Int'l Herald Tribune
 

Keep the ban on arms for China

Europe's embargo

Tuesday, March 23, 2004

By Roger Cliff and Evan S. Medeiros


WASHINGTON -- When the European Council meets at the end of March, European leaders may decide to lift the European Union's 15-year-old embargo on weapons transfers to China, which U.S. and European policy makers imposed in 1989 after the Chinese military's violent crackdown on pro-democracy demonstrators in Beijing.

Lifting the embargo now, however, would send mixed signals to China on human rights and on the Taiwan issue, assist China's rapidly accelerating military modernization program, undermine stability across the Taiwan Strait, and further exacerbate tensions in trans-Atlantic relations.

Momentum for this policy change has been growing over the last year. Beijing has pressed European policy makers to make this change, arguing it is needed for China and the EU to develop fully their newly minted "strategic partnership."

As a result, prominent European leaders have publicly stated a desire to eliminate the ban. During the visit to France by President Hu Jintao of China in late January, the French foreign minister, Dominique de Villepin, said "the embargo is out of date."

But there are many important reasons for continuing the arms embargo.

European policy makers argue that China's poor human rights situation - the original motivation for the ban - has improved significantly since 1989, and thus the embargo is no longer justified. Yet while living standards have undoubtedly improved in the last decade, China's human rights situation still has a long way to go.

China remains a dictatorship that harshly suppresses any perceived political opposition. Examples abound. The government still hasn't lived up to President Jiang Zemin's 1997 pledge to allow the International Committee of the Red Cross access to Chinese prisons. President Hu's crackdown late last year on high-profile investigative newspapers and magazines is equally worrisome. These and other actions were listed in the European Commission's 2003 report on EU-Chinese relations.

The focus on China's human rights situation, however, misses the real issue at stake - the rapid modernization of China's military and the implications for stability, including the possibility of an outbreak of armed conflict in the Taiwan Strait. Lifting the EU embargo would provide significant and long-lasting assistance to Chinese military modernization at a time when cross-strait stability is fading fast.

Since the early 1990s, the Chinese military has been engaged in a sustained drive to improve its capabilities. For much of the last decade, this has involved buying advanced off-the-shelf weapons systems from Russia. This approach has significantly raised the level of China's warfighting abilities in a relatively short time.

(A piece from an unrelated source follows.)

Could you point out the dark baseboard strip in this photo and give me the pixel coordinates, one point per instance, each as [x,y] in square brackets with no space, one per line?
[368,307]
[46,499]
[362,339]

As a result, the People's Liberation Army has rapidly crossed critical modernization thresholds to the extent that it can now leverage new weapons technology imports in ways more militarily significant than in past years.

Access to European weapon technologies, which are nearly as advanced as U.S. capabilities in some areas, would also enable China's defense industries to accelerate their modernization by filling critical technology gaps. European technology transfers before 1989, for example, played a key role in enabling China to develop modern surface-to-air and air-to-air missile systems in the 1980s and 1990s.

These developments would have a direct impact on stability across the Taiwan Strait and on trans-Atlantic relations. China's military modernization is largely aimed at preparing for a potential conflict over Taiwan. One of the central elements of China's effort is to acquire weapons capabilities to prevent and, ultimately, to counter U.S. military intervention in a Taiwan conflict. If the EU ban was lifted and conflict erupted, U.S. forces could conceivably find themselves under attack by Chinese weapons produced with the help of America's NATO allies.

Some observers maintain that lifting the embargo is not so consequential because a EU code of conduct governing military exports would limit arms trade with China. This argument is far from reassuring.

After abandonment of the embargo, the norm against EU arms sales to China would be significantly diminished, sending a strong signal to defense enterprises throughout Europe. The same arguments used to scrap the embargo could be leveraged to overcome the political restraints of the code of conduct.

Furthermore, the code - unlike the embargo - is not legally binding, and some defense companies might be willing to pay the costs of violating its "politically binding" provisions.

Indeed, it is not clear that violations would even matter. Major EU members have already violated, with relative impunity, key provisions of the Maastricht Treaty relating to fiscal responsibility. Even when the European Union expands to the east in May, there are few assurances that the new members would uniformly support continuing the arms embargo. A company in the Czech Republic recently sold an advanced military radar to China.

Regardless of the understandable political motives of EU leaders who want to improve relations with China, abandoning the arms embargo would jeopardize stability in one of the most volatile parts of Asia. Selling arms to China could not only put a NATO ally at risk, it could undermine the integrity of a fraying alliance itself.

Roger Cliff and Evan S. Medeiros are political scientists at the RAND Corporation, a nonprofit research organization.